Le député Mishiki ne s’arrête pas au ministre de la Justice. Il cite également les ministres du Budget et des Finances, suggérant un détournement coordonné de fonds publics. Cependant, le ministère des Finances a tenté de calmer les esprits en affirmant, via un communiqué, qu’aucun paiement n’a encore été effectué pour le projet.

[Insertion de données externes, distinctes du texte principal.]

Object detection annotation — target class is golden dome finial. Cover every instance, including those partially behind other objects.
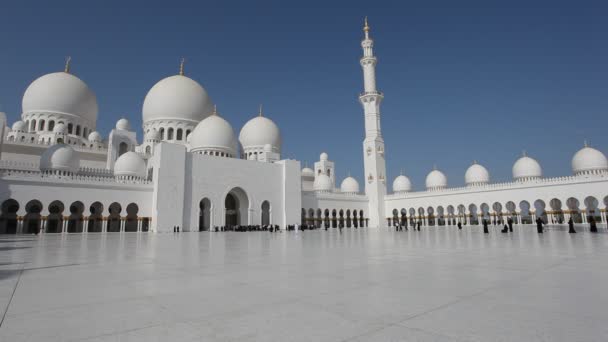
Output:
[179,57,186,76]
[63,56,72,74]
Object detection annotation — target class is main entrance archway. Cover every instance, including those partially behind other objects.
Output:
[224,188,249,228]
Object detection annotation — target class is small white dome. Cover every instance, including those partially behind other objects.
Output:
[239,116,281,153]
[512,155,543,180]
[142,75,213,123]
[40,144,80,173]
[144,128,160,141]
[190,114,237,157]
[302,167,315,178]
[426,169,448,190]
[340,176,359,194]
[393,175,412,193]
[312,174,332,192]
[464,162,490,185]
[114,151,146,178]
[11,120,27,132]
[22,72,98,125]
[116,118,131,131]
[572,146,608,175]
[88,131,103,143]
[53,122,68,134]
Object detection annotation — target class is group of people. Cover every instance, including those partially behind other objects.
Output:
[213,224,281,233]
[394,217,598,234]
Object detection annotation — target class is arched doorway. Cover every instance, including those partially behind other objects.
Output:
[0,198,19,234]
[261,201,270,226]
[68,201,84,233]
[87,202,103,233]
[198,197,211,232]
[23,200,42,234]
[224,188,249,228]
[125,203,139,232]
[108,202,122,232]
[46,201,64,233]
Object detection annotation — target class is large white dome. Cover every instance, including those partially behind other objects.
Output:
[512,155,543,181]
[239,115,281,153]
[302,167,315,178]
[464,162,490,186]
[340,176,359,194]
[11,120,27,132]
[40,144,80,173]
[312,174,332,192]
[572,146,608,175]
[426,169,448,190]
[88,131,102,143]
[393,175,412,193]
[190,114,237,157]
[142,75,213,123]
[114,151,146,178]
[22,72,98,125]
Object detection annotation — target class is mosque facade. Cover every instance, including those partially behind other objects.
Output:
[0,21,608,234]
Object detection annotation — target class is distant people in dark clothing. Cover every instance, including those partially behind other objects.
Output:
[536,217,544,234]
[589,216,597,233]
[568,217,576,234]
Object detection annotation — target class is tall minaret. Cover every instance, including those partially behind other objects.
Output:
[359,17,386,227]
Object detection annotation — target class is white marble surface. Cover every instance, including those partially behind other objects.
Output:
[0,226,608,342]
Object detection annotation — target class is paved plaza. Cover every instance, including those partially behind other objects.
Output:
[0,225,608,342]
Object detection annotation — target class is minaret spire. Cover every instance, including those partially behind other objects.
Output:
[359,17,386,227]
[63,56,72,74]
[179,57,186,76]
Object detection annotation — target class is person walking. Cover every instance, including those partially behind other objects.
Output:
[568,217,576,234]
[589,216,597,233]
[536,217,543,234]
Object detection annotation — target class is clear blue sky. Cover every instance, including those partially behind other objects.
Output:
[0,0,608,189]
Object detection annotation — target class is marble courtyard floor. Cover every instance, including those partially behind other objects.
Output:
[0,225,608,342]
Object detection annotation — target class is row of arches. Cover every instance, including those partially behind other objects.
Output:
[301,208,369,228]
[159,127,191,141]
[25,119,92,138]
[386,196,608,226]
[198,188,273,231]
[0,199,151,234]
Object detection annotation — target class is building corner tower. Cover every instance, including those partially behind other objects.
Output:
[359,17,386,227]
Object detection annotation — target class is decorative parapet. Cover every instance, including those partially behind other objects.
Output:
[0,164,152,185]
[386,174,608,199]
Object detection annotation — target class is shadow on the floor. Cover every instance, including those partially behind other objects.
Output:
[0,246,32,252]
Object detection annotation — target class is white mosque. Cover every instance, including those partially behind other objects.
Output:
[0,21,608,234]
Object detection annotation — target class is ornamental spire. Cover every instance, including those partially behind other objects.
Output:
[63,56,72,74]
[363,16,370,39]
[179,57,186,76]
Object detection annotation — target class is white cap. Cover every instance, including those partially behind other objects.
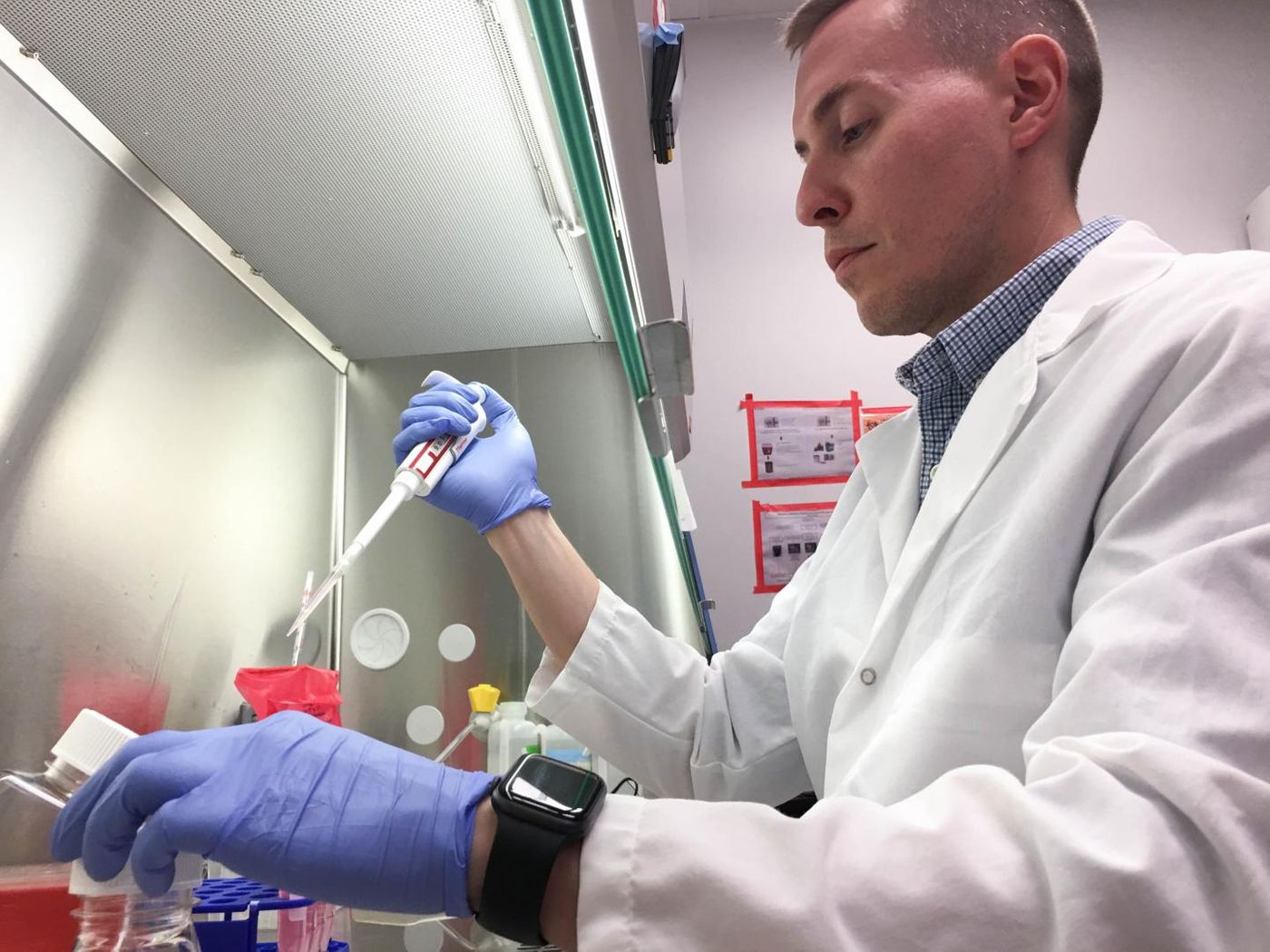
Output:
[52,707,137,775]
[71,853,203,896]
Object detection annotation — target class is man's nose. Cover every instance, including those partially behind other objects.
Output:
[794,165,850,228]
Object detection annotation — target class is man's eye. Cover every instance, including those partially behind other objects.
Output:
[842,120,873,146]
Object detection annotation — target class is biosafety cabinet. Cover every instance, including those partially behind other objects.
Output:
[0,0,702,948]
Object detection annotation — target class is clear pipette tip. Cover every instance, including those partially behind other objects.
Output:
[291,568,314,667]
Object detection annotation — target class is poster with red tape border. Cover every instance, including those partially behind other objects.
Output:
[860,406,913,435]
[753,499,837,596]
[740,391,863,489]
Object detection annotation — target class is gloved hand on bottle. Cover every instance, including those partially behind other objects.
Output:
[52,711,495,917]
[393,374,552,534]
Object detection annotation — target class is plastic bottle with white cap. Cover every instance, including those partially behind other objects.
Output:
[0,710,136,952]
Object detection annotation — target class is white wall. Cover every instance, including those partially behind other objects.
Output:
[679,0,1270,646]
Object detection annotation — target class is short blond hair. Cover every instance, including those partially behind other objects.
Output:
[781,0,1102,194]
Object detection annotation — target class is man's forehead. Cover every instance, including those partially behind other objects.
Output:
[794,0,918,130]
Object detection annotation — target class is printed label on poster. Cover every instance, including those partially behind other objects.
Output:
[755,406,856,482]
[755,501,835,593]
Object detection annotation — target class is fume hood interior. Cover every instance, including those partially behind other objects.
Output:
[0,0,701,903]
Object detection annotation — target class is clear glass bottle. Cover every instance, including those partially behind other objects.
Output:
[70,853,203,952]
[0,711,136,952]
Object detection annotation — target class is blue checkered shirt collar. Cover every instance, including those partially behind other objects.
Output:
[895,217,1124,499]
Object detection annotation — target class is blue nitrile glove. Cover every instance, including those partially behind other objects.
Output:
[52,711,494,917]
[393,374,552,534]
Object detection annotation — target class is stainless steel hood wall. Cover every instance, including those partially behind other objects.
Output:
[0,63,342,766]
[0,0,609,358]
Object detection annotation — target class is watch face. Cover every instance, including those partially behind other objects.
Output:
[505,756,603,819]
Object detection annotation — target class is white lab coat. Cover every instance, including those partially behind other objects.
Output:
[530,223,1270,952]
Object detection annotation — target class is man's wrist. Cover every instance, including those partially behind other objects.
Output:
[485,507,552,552]
[467,797,498,913]
[467,797,581,949]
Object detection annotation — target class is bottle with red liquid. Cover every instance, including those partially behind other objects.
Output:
[0,710,136,952]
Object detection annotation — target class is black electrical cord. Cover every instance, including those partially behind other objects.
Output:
[613,777,639,797]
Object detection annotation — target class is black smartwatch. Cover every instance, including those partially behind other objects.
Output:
[476,754,606,946]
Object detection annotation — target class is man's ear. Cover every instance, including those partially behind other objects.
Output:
[1000,33,1070,151]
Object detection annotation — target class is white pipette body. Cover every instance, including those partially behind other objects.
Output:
[287,374,486,636]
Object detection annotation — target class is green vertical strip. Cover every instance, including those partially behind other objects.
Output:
[528,0,651,400]
[527,0,705,642]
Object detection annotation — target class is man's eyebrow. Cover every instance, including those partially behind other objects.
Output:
[812,83,858,121]
[794,80,864,158]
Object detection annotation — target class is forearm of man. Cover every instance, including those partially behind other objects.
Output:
[485,509,600,663]
[467,797,581,952]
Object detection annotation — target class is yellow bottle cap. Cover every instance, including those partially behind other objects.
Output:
[467,685,499,714]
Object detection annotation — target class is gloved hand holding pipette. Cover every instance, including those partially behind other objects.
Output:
[393,372,552,534]
[287,371,552,641]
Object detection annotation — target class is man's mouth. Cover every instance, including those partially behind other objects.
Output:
[825,245,874,278]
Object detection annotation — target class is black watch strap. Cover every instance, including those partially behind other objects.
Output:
[476,813,568,946]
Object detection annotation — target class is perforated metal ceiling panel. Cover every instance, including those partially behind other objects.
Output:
[0,0,610,358]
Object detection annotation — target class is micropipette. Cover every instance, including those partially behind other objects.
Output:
[287,371,485,637]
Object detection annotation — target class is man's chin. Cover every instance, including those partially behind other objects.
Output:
[856,302,917,337]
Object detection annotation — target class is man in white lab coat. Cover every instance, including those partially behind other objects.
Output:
[54,0,1270,952]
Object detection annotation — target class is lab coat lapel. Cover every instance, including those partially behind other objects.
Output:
[856,410,922,580]
[861,222,1178,623]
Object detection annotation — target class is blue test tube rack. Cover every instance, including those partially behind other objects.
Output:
[194,879,348,952]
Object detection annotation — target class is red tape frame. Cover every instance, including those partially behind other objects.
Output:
[753,499,837,596]
[739,390,864,489]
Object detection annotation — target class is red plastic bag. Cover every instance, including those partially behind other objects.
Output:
[234,664,344,726]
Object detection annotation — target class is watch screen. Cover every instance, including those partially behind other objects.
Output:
[507,756,601,818]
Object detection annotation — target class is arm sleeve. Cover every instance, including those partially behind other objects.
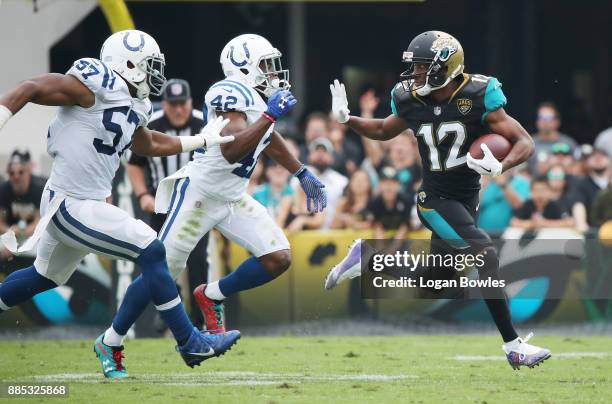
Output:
[66,58,117,99]
[481,77,508,122]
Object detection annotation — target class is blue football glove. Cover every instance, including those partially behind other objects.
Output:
[294,166,327,213]
[266,90,297,119]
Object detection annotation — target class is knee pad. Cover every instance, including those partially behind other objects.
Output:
[136,239,166,267]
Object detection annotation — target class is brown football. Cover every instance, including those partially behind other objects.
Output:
[470,133,512,161]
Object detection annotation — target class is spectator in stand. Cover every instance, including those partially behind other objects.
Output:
[478,169,529,234]
[329,125,363,176]
[546,165,574,214]
[300,112,330,161]
[529,102,576,176]
[595,120,612,156]
[253,159,295,228]
[590,170,612,227]
[572,148,610,233]
[332,170,372,230]
[368,166,413,240]
[0,150,46,261]
[511,177,574,230]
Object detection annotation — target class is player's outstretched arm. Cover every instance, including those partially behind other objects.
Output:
[329,80,408,140]
[0,73,96,129]
[264,131,327,213]
[132,117,234,157]
[221,90,297,164]
[486,108,534,172]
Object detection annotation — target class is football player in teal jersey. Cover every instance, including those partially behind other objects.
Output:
[325,31,550,369]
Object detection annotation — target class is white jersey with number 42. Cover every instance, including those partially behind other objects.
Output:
[47,58,153,200]
[188,78,274,201]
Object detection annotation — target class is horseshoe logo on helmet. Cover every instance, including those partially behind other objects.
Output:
[230,42,251,67]
[123,32,144,52]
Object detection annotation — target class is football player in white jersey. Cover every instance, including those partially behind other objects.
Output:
[99,34,327,342]
[0,30,240,378]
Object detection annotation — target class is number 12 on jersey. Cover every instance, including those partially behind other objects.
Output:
[416,121,467,171]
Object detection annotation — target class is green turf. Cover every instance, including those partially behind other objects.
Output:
[0,336,612,404]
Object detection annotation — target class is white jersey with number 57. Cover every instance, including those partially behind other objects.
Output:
[188,78,274,201]
[47,58,153,200]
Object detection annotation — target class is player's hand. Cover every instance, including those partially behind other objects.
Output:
[266,90,297,119]
[329,79,351,123]
[294,166,327,213]
[196,116,234,148]
[467,143,502,177]
[138,194,155,213]
[359,89,380,118]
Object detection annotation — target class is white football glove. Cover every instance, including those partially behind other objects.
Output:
[329,79,351,123]
[467,143,502,177]
[179,116,234,152]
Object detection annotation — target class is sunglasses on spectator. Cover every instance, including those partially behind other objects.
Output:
[8,170,25,177]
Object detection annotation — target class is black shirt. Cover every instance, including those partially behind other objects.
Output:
[514,199,567,220]
[391,73,506,200]
[368,194,412,230]
[129,109,204,195]
[0,175,47,226]
[573,176,602,226]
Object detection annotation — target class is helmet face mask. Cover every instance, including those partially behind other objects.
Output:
[400,31,464,96]
[100,30,166,99]
[138,54,167,96]
[255,52,291,97]
[219,34,291,97]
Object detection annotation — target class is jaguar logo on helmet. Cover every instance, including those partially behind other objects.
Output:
[457,98,472,115]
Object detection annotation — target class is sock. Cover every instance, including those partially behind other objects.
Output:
[137,239,193,345]
[0,265,58,310]
[216,257,274,296]
[204,281,227,301]
[110,275,151,338]
[478,247,518,342]
[102,325,125,347]
[155,304,193,345]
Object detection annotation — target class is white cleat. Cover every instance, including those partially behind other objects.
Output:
[325,239,361,290]
[502,332,551,370]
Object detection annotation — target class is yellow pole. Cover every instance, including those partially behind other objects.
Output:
[98,0,135,32]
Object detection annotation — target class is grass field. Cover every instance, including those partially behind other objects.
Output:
[0,336,612,404]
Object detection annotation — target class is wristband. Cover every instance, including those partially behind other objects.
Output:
[262,112,276,123]
[178,135,206,152]
[0,104,13,130]
[136,191,150,202]
[293,164,306,177]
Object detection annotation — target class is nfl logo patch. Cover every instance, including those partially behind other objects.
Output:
[457,98,472,115]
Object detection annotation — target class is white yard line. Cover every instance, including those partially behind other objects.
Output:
[23,371,418,386]
[449,352,612,361]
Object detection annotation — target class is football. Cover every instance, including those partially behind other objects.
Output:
[470,133,512,161]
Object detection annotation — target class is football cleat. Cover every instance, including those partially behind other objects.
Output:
[94,334,128,379]
[176,327,240,367]
[193,283,225,334]
[502,332,551,370]
[325,239,361,290]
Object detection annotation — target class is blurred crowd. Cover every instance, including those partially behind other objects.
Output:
[0,79,612,262]
[249,89,612,239]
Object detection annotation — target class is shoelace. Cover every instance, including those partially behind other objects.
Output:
[521,332,533,342]
[113,348,125,370]
[213,303,223,326]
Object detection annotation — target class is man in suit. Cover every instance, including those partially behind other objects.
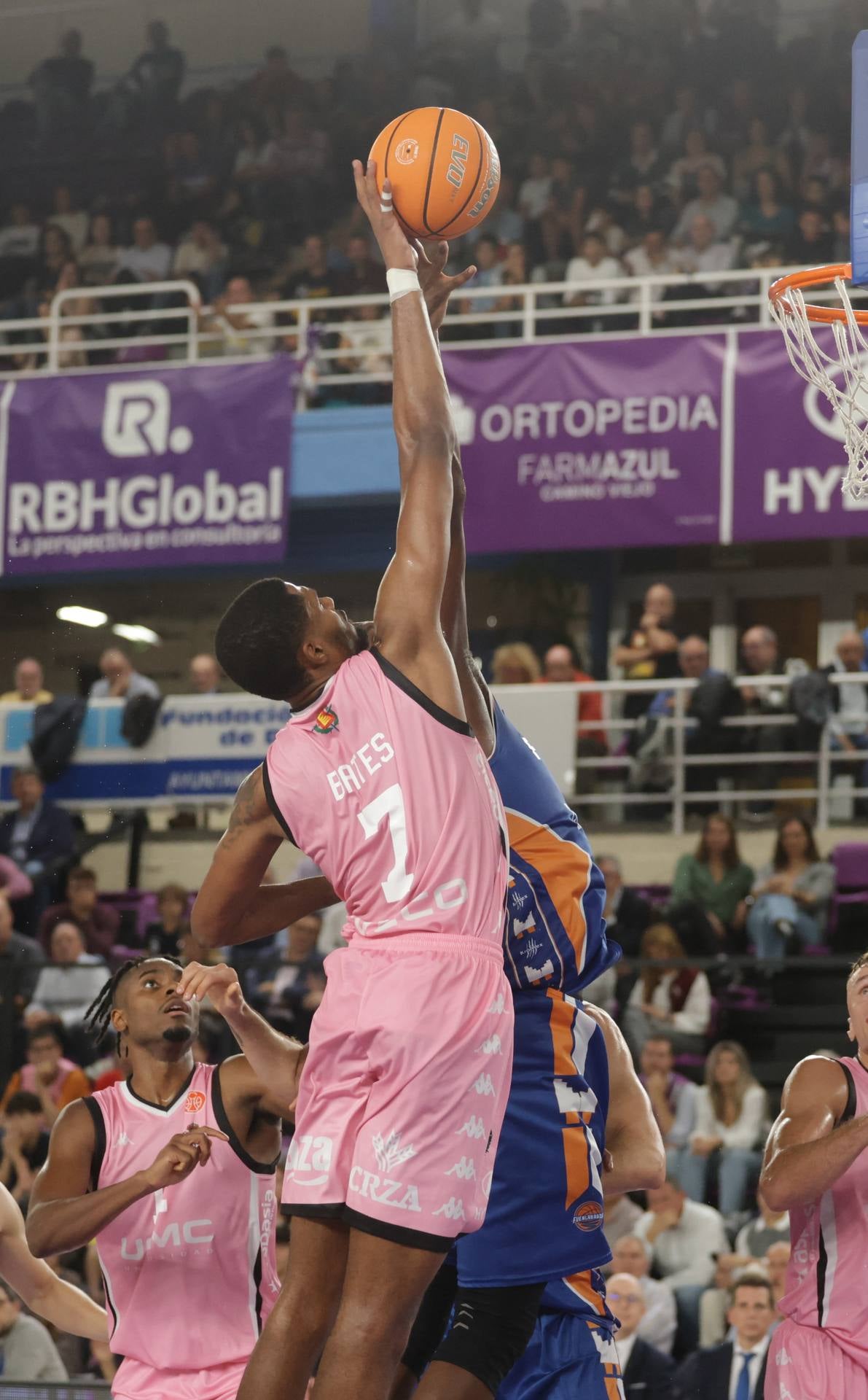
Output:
[675,1271,775,1400]
[606,1274,675,1400]
[0,769,76,934]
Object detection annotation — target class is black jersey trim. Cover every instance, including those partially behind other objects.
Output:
[81,1094,106,1191]
[126,1065,196,1113]
[837,1059,856,1127]
[254,1246,262,1337]
[343,1205,456,1254]
[211,1065,280,1176]
[816,1225,829,1327]
[371,647,473,739]
[262,758,300,849]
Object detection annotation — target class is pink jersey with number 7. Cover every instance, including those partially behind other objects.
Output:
[263,651,507,952]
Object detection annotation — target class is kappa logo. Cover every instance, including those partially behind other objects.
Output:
[372,1132,416,1172]
[310,704,337,734]
[455,1114,486,1138]
[512,911,536,938]
[445,1156,476,1181]
[573,1201,603,1234]
[102,379,193,456]
[395,136,418,166]
[434,1196,468,1221]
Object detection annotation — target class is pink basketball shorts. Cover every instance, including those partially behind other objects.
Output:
[283,936,512,1251]
[112,1355,243,1400]
[765,1318,868,1400]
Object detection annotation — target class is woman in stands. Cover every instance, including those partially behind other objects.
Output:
[622,924,711,1062]
[491,641,541,686]
[678,1041,769,1216]
[748,816,834,957]
[669,812,753,951]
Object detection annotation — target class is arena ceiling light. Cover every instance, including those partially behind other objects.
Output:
[55,604,108,627]
[112,621,163,647]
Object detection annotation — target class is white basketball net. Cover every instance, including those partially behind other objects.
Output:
[770,277,868,499]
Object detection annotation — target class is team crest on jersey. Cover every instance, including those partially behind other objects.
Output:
[312,704,337,734]
[573,1201,603,1232]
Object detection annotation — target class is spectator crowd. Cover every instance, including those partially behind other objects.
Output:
[0,0,859,375]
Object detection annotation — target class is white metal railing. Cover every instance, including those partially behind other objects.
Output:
[0,672,868,834]
[509,672,868,834]
[0,268,868,408]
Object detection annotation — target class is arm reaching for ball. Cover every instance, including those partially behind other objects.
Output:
[178,962,308,1117]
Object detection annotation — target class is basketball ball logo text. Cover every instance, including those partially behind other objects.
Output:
[447,133,470,189]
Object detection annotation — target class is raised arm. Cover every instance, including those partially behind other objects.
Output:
[353,161,464,718]
[585,1003,666,1194]
[760,1056,868,1211]
[178,963,307,1117]
[0,1187,108,1341]
[418,242,494,758]
[26,1099,225,1259]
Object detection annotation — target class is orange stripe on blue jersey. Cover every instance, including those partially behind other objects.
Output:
[491,704,620,994]
[564,1269,611,1318]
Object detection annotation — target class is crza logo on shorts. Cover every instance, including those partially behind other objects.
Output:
[348,1166,421,1211]
[120,1219,214,1260]
[102,379,193,456]
[286,1132,333,1186]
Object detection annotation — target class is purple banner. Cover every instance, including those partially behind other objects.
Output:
[444,329,868,554]
[444,336,725,553]
[732,330,868,540]
[0,359,292,575]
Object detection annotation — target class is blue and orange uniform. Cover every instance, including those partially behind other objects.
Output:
[456,704,623,1400]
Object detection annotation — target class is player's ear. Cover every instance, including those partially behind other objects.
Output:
[298,631,327,671]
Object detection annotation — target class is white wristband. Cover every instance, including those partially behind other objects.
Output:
[386,268,421,306]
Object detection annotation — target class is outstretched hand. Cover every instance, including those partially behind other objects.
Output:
[178,962,243,1016]
[413,239,476,332]
[353,161,417,271]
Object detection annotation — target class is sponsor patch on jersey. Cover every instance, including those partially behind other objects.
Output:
[310,704,337,734]
[573,1201,603,1232]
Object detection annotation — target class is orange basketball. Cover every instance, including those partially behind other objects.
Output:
[371,106,500,238]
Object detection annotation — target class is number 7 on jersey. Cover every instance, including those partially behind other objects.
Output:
[359,782,416,904]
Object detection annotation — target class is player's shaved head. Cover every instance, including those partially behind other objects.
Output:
[214,578,308,700]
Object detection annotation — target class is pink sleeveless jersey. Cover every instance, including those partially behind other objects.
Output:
[85,1064,280,1396]
[263,651,507,951]
[780,1057,868,1361]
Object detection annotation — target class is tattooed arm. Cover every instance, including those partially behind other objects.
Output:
[190,767,339,948]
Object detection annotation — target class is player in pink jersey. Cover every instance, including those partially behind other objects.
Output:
[26,957,302,1400]
[193,163,512,1400]
[760,954,868,1400]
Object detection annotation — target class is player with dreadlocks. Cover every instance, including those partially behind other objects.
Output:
[26,957,302,1400]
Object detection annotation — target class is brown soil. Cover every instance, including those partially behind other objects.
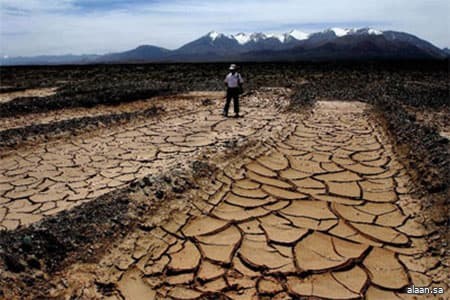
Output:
[0,88,57,103]
[0,89,449,299]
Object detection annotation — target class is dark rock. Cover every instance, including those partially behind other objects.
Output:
[3,253,26,273]
[155,190,164,200]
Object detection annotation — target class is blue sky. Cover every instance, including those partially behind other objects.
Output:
[0,0,450,57]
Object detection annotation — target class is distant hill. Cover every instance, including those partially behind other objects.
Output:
[0,28,449,65]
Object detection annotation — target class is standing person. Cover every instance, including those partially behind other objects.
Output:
[223,64,244,118]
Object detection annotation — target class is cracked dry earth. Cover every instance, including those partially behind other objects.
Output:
[37,99,448,299]
[0,91,278,230]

Pour sa défense, Constant Mutamba affirme que les fonds évoqués sont logés sur un compte séquestre, donc gelés, et qu’aucune décision définitive n’a encore été prise. Il insiste sur la légitimité du projet, présenté comme une urgence nationale pour désengorger les prisons, notamment dans les régions en conflit. Il parle d’un budget global de 29 millions de dollars pour un centre pénitentiaire de 3 000 places, à ériger sur une période de 18 mois.
Malgré ces explications, le scandale continue d’agiter l’opinion publique et suscite une vive controverse sur les réseaux sociaux. La Première ministre Judith Suminwa est désormais saisie du dossier, tandis que le Parlement devra bientôt trancher sur la levée ou non des immunités de celui qui est censé incarner la rigueur judiciaire.
L’affaire relance le débat sur la transparence dans la gestion des finances publiques en République démocratique du Congo, à un moment où la lutte contre la corruption reste une priorité affichée par les autorités.